ADF STAFF
The World Health Organization’s COVID-19 investigators continue to follow clues about the global pandemic from site to site around Wuhan, China.
The team of 10 experts visited the Hubei Provincial Center for Disease Control at the end of January and the Wuhan Institute of Virology in early February.
Among other things, the virology institute researches the coronaviruses carried by bats — one suspected source of the COVID-19 outbreak. The genetic makeup of the virus is nearly identical to a virus found in horseshoe bats. Researchers are examining the possibility that the disease moved between two animal species before jumping to humans. While at the institute, the team met with its bat expert, Shi Zhengli.
The team also has visited the Huanan Seafood Wholesale Market, where public health experts believe COVID-19 first emerged at the end of 2019. The market included a section, now closed, where vendors sold an array of wild animals, many of them to be used in traditional Chinese medicine concoctions.
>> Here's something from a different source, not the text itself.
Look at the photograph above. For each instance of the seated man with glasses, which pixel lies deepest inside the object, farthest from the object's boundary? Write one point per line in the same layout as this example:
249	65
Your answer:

Shortly after the discovery of COVID-19, Chinese authorities closed and sterilized the market.
“There are certainly some important clues that we see as to the role of the Huanan market,” team member Peter Daszak, a British zoologist, said in an interview with Bloomberg posted to his Twitter feed. Daszak is president of the Eco Health Alliance, a nonprofit dedicated to preventing pandemics.
Daszak has been the most outspoken member of a team that has remained largely quiet about what it’s finding during its monthlong visit to Wuhan.
After Chinese authorities blocked team members from entering the country in early January, they spent the first two weeks quarantined in a hotel and communicating virtually with their Chinese colleagues. At the end of January, they began two weeks of in-person research on the ground in Wuhan. Their visit ended February 12, the beginning of the Lunar New Year and a period of intense travel in China.
The investigation team includes experts in animal-to-human disease transmission, food-borne illnesses and epidemiology, among other things. The team’s research will remain confidential until it is published.
During the WHO’s daily press briefing on February 5, Dr. Maria Van Kerkhove, the technical lead for the WHO’s COVID-19 response, said the WHO will provide a report as soon as it’s available.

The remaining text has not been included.